There's a [hosted demo environment](https://demo.datahub.com/) courtesy of DataHub where you can explore DataHub without installing it locally.

## Quickstart

Please follow the [DataHub Quickstart Guide](https://docs.datahub.com/docs/quickstart) to run DataHub locally using [Docker](https://docker.com).

## Development
```
python3 -m pip install --upgrade acryl-datahub
datahub docker quickstart
```

What you get:
- ✅ DataHub GMS (backend metadata service)
- ✅ DataHub Frontend (React UI)
- ✅ Elasticsearch (search & analytics)
- ✅ MySQL (metadata storage)
- ✅ Kafka + Schema Registry (streaming)
- ✅ Sample data


> You can alwasy try our [hosted demo]((https://demo.datahub.com/)) - Explore DataHub with sample data, no installation needed!


## Trusted by Industry Leaders
DataHub powers data discovery and governance at some of the world's most data-driven organizations.

[Here are the companies](https://datahub.com/resources/?2004611554=dh-stories) that have officially adopted DataHub.
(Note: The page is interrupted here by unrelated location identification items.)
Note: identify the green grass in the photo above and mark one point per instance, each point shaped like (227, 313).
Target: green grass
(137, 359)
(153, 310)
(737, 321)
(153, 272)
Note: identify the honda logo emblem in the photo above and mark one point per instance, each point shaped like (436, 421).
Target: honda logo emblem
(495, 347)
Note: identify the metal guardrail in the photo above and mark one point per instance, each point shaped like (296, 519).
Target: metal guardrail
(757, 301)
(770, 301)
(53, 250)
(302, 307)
Please feel free to add yours to the list if we missed it.



## Community

Join our [Slack workspace](https://datahub.com/slack?utm_source=github&utm_medium=readme&utm_campaign=github_readme) for discussions and important announcements. You can also find out more about our upcoming [town hall meetings](docs/townhalls.md) and view past recordings.


## Contributing

We welcome contributions from the community. Please refer to our [Contributing Guidelines](docs/CONTRIBUTING.md) for more details. We also have a [contrib](contrib) directory for incubating experimental features.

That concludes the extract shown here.